Len begins to publish articles based on her bird observations, most well received but sometimes also met with criticism, with the assumption that she is unscientific and anthropomorphizing. She is quick to note that observing birds in a controlled laboratory is not even close to observing birds in a natural setting—so much important information is lost. Eventually there are her well-loved books, and with them come meetings with publishers, requests for translation, and public attention, which she tolerates as unavoidable tasks that may ultimately benefit the birds. She wades into community matters when the birds’ immediate environs are threatened. Still, her bird-centric existence has her bristling easily at many human interactions—postmen and reporters and friendly visitors are often ill-behaved from a bird’s perspective (and thus from Len’s as well)—noisy, making sudden motions, and the like.

Small, tender moments of reflection and humanity nestle between the facts of the story —Len smelling the damp wool jacket of a friend—“the coat of another creature” and observing their footsteps together in the soil; Len playing a challenging Bartok piece on her violin as she wrestles with feelings of loss. Always, though, the birds claim the biggest part of her. As if to remind us, Meijer inserts vignettes conveyed in Len’s voice, focusing on a treasured bird, Star, and her comings and goings, her family, and her unmistakable patterns and preferences—including an avid interest in playing a counting game.

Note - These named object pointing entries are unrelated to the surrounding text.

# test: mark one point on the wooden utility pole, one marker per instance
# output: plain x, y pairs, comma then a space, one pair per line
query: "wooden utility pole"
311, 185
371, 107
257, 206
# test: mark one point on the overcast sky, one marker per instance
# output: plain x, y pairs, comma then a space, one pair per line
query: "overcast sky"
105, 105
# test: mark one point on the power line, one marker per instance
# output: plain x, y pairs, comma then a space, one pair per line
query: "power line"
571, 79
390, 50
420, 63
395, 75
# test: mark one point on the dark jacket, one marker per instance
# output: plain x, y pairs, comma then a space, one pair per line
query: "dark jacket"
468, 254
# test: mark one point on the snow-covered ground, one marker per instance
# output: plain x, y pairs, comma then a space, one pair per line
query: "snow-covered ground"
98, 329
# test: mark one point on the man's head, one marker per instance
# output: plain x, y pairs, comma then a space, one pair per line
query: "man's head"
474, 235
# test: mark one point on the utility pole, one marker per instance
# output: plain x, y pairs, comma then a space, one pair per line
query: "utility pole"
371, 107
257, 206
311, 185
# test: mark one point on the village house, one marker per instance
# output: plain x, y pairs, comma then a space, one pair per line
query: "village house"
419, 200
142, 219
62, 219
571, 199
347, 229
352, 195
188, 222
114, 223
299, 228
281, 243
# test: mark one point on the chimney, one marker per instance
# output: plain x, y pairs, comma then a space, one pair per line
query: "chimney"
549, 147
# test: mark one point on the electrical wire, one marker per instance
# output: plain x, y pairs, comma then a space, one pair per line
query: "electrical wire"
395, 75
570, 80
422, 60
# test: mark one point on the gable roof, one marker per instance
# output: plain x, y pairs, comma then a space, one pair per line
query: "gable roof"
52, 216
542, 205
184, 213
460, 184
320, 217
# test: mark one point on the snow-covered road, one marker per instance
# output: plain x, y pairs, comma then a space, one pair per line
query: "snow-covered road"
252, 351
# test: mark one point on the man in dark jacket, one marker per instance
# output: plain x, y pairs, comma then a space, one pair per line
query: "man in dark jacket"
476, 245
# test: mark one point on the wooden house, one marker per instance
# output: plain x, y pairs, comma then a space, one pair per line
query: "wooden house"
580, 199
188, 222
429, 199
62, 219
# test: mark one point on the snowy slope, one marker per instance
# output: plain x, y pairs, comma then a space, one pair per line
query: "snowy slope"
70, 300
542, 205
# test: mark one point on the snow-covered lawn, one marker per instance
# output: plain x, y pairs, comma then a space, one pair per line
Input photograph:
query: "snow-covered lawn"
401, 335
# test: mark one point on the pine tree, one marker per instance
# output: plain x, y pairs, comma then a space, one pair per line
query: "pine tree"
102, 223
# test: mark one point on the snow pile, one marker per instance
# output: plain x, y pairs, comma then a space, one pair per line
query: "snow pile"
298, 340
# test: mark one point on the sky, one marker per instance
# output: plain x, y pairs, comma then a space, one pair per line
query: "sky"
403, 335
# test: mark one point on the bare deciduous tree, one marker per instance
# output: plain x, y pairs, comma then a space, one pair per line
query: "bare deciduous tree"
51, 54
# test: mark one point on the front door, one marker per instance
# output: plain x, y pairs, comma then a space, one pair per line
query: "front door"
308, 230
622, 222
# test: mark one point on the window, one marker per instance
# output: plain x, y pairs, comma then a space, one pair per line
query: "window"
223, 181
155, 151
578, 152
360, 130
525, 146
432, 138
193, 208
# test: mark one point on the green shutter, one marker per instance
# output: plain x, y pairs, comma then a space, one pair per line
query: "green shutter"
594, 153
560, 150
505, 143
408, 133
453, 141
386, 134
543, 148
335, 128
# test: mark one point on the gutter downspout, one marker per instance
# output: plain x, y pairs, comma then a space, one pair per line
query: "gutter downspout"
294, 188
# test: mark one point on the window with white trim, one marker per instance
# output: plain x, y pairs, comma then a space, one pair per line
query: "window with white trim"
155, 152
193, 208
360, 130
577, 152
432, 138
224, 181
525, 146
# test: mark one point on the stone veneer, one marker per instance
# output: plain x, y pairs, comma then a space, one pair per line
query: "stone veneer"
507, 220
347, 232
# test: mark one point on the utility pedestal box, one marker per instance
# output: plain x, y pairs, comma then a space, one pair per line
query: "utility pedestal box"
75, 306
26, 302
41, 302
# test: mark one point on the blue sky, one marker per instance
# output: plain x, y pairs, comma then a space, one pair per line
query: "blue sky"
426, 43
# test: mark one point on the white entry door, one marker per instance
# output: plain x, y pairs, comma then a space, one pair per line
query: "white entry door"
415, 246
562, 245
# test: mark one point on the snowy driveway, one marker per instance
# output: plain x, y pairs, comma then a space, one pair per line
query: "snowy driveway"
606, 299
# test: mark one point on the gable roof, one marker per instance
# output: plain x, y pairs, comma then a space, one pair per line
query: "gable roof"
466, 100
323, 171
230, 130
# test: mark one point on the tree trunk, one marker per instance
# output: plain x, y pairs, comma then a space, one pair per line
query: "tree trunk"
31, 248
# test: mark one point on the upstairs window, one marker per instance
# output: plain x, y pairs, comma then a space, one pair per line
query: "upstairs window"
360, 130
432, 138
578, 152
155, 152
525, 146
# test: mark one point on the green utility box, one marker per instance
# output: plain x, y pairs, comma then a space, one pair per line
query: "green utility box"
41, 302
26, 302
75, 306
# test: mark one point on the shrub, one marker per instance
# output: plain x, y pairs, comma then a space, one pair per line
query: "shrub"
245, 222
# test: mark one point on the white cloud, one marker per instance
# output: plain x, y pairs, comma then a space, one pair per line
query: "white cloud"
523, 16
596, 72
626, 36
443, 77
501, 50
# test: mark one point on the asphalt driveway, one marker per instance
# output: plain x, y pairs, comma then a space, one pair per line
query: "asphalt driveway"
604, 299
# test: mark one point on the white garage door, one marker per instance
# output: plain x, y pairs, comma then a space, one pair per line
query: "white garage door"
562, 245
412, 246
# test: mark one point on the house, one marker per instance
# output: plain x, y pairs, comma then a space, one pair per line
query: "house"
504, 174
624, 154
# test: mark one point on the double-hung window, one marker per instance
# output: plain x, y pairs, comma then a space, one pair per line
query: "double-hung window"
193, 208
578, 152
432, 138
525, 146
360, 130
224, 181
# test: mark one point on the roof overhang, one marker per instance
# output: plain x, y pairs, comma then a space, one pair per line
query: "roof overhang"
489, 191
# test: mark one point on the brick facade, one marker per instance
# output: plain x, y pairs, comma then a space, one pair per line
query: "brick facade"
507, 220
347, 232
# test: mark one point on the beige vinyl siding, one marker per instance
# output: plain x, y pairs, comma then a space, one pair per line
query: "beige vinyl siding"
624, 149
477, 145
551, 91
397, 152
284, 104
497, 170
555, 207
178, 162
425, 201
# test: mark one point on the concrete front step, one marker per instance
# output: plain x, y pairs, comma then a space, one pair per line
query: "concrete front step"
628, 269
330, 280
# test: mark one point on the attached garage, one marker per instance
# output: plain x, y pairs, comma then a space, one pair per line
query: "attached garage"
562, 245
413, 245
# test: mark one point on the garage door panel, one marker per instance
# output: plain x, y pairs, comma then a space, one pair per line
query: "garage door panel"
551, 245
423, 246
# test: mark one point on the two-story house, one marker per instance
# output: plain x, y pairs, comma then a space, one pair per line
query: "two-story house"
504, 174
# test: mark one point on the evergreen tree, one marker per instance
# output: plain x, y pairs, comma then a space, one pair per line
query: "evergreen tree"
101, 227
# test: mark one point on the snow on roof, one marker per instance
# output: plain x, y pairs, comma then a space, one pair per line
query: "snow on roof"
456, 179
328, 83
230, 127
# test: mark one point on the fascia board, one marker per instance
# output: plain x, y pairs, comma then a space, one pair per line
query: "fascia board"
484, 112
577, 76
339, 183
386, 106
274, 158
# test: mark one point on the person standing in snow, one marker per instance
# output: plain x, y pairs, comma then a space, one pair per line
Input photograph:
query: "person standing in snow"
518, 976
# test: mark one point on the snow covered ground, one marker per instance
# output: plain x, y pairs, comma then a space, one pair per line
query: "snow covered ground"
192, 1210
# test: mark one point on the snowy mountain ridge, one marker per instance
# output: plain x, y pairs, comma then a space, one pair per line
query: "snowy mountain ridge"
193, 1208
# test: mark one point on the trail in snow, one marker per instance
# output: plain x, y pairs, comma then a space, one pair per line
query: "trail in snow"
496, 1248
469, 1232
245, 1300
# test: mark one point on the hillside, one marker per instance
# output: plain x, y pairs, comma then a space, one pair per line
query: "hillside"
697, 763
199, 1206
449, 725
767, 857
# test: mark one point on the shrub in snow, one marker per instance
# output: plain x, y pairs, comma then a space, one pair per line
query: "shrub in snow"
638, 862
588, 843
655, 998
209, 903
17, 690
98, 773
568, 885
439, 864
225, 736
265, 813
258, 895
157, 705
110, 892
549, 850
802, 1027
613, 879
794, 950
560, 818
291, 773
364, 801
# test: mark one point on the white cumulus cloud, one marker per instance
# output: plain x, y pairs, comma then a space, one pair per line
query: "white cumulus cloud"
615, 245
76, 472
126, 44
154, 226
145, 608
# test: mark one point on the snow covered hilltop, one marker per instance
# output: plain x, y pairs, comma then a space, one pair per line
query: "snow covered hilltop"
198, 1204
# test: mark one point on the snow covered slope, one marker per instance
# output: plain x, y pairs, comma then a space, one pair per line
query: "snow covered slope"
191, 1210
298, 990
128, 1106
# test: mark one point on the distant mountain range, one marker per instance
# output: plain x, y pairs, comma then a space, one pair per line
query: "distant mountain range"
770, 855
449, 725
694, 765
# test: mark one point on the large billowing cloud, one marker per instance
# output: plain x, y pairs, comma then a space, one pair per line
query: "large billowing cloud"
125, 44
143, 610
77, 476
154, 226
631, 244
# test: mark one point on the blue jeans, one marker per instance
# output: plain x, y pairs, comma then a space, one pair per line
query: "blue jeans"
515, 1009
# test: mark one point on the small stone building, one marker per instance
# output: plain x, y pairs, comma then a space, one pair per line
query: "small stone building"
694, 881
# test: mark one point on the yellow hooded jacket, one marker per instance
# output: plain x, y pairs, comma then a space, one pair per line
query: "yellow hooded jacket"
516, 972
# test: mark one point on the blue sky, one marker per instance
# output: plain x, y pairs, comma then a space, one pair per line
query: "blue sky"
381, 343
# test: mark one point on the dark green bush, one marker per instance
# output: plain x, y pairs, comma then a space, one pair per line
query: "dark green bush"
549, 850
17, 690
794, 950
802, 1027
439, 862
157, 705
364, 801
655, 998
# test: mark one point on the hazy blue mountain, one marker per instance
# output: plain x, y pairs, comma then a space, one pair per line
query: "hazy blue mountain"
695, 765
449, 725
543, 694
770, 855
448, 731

Len’s sign on the Bird Cottage door warns would-be visitors away, but Meijer’s writing makes it easy to enter the singular life of a promising young woman who gradually chooses the path that never stopped calling her, delighting in her bird friends and spending many hours recording her observations. For a while, we readers can share Len’s delight, and contemplate the rewards of a quiet, devoted life among beloved creatures.